More

evanweaver · on Nov 30, 2023

Yeah, this history is just wrong. What really happened is as so:

Early 90s: SGI invented OpenGL to make realtime 3D graphics practical, initially for CAD/CAM and other scientific/engineering pursuits, and started shipping expensive workstations with 3d accelerated graphics. Some game artists used these workstations to prerender 3d graphics for game consoles.
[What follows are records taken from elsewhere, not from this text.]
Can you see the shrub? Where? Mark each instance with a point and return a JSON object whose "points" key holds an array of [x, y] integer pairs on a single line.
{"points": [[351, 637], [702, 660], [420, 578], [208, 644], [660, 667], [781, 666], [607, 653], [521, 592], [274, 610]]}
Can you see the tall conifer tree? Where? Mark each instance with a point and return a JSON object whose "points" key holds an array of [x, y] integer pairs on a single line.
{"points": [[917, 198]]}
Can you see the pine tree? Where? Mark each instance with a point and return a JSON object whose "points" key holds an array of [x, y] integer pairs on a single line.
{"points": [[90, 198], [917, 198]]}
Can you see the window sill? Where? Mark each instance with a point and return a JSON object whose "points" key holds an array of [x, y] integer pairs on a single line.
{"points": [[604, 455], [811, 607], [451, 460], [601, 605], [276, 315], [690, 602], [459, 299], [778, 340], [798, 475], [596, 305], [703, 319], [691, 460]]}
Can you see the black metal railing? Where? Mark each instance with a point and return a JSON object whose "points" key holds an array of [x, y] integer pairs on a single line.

Note that 2D CAD/CAM accelerators had already been in market for nearly a decade, as had game consoles with varying degrees of 2D acceleration.

Mid-90s: Arcades and consoles starting using SGI chips and/or chip designs to render 3d games in real time. 3DFx, founded by ex-SGI engineers, created the Voodoo accelerator to bring the technology down market to the PC for PC games, which was a rapidly growing market.
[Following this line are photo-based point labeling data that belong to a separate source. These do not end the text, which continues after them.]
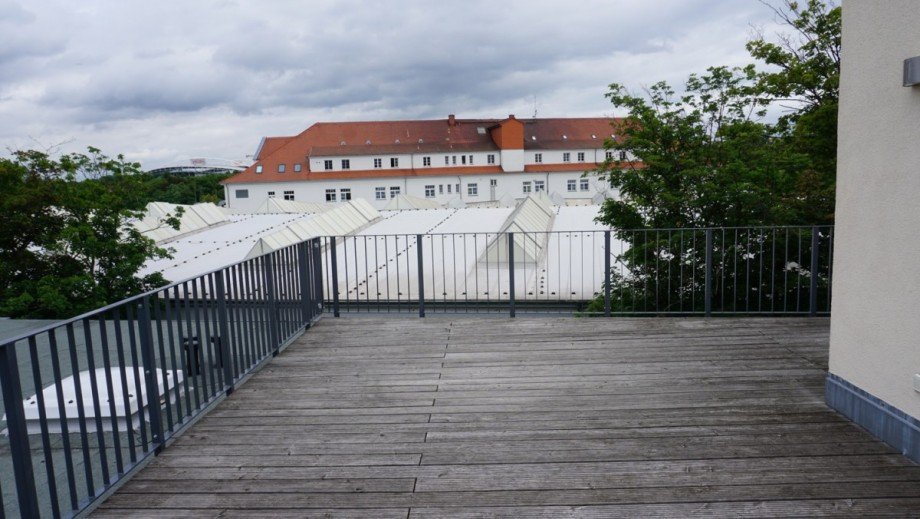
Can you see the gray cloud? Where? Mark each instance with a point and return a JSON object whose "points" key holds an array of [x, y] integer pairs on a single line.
{"points": [[160, 81]]}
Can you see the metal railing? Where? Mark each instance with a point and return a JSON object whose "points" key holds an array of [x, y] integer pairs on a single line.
{"points": [[109, 389], [731, 270], [112, 387]]}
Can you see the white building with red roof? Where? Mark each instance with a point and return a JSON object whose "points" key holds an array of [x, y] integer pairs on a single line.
{"points": [[473, 161]]}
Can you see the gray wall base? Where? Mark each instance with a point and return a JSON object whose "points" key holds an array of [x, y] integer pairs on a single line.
{"points": [[885, 422]]}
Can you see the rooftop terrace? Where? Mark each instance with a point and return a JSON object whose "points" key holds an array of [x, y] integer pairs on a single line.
{"points": [[541, 417]]}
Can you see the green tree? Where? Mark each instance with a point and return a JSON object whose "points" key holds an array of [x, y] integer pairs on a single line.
{"points": [[804, 78], [66, 244], [707, 158]]}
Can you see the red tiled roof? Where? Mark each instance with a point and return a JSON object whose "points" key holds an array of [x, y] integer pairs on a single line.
{"points": [[374, 173], [566, 166], [403, 137]]}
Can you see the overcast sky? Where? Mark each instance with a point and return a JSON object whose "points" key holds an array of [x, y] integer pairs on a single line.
{"points": [[165, 81]]}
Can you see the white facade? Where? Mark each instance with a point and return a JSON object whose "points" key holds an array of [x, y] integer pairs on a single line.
{"points": [[440, 188], [875, 329]]}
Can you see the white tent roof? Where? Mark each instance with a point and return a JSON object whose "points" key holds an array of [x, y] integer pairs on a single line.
{"points": [[278, 205], [194, 218], [344, 219], [404, 201]]}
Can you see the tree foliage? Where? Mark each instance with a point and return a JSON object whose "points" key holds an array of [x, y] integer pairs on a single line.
{"points": [[65, 243], [709, 158]]}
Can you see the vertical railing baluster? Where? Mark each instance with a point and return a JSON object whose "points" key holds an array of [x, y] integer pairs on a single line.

Late 90s: NVIDIA entered the already existing and growing market for OpenGL accelerators for 3D PC gaming. This was a fast-follow technical play. They competed with 3DFx on performance and won after 3DFx fell behind and made serious strategy mistakes.
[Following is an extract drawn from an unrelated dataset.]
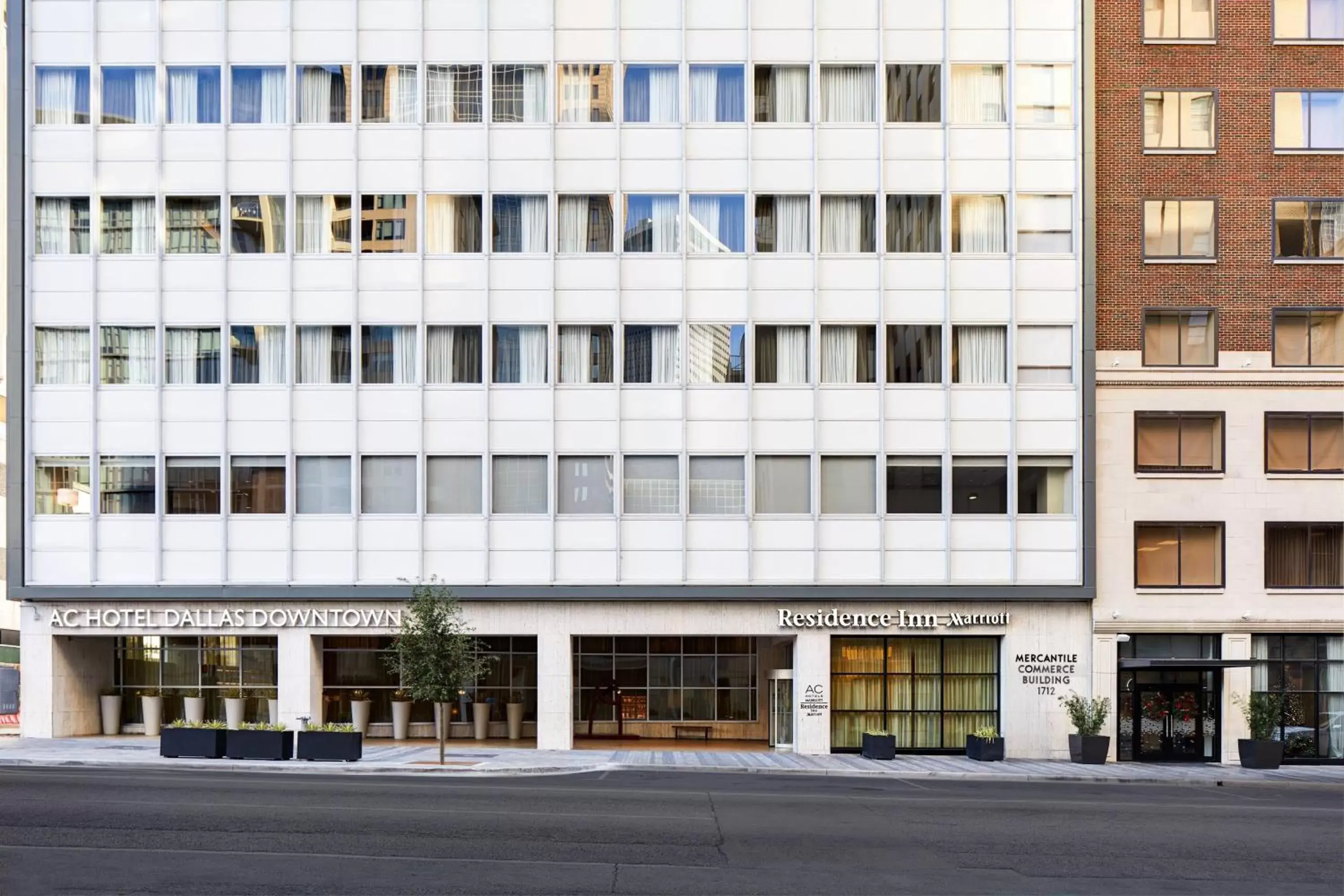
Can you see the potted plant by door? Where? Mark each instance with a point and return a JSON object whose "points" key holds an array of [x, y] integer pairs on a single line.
{"points": [[986, 745], [1088, 715]]}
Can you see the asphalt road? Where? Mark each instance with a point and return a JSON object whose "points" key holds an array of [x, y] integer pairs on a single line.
{"points": [[86, 831]]}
Later 90s: NVIDIA created the “GPU” branding to draw attention to their addition of hardware texture and lighting support, which 3DFX didn’t have. Really this was more of an incremental improvement in gaming capability.

Early 00s: NVIDIA nearly lost their lead to ATI with the switch to the shader model and DirectX 9, and had to redesign their architecture. ATI is now part of AMD and continues to compete with NVIDIA.

Mid 00s: NVIDIA releases CUDA, which adapts shaders to general purpose computation, completing the circle in a sense and making NVIDIA GPUs more useful for scientific work like the original SGI workstations. This later enabled the crypto boom and now generative AI.

Of course, along the way, OpenGL and GPUs have been used a lot for art, including art in games, but at no point did anybody say "hey, a lot of artists are trying to make 3D art, we should make graphics hardware for artists". Graphics hardware was made to render games faster with higher fidelity.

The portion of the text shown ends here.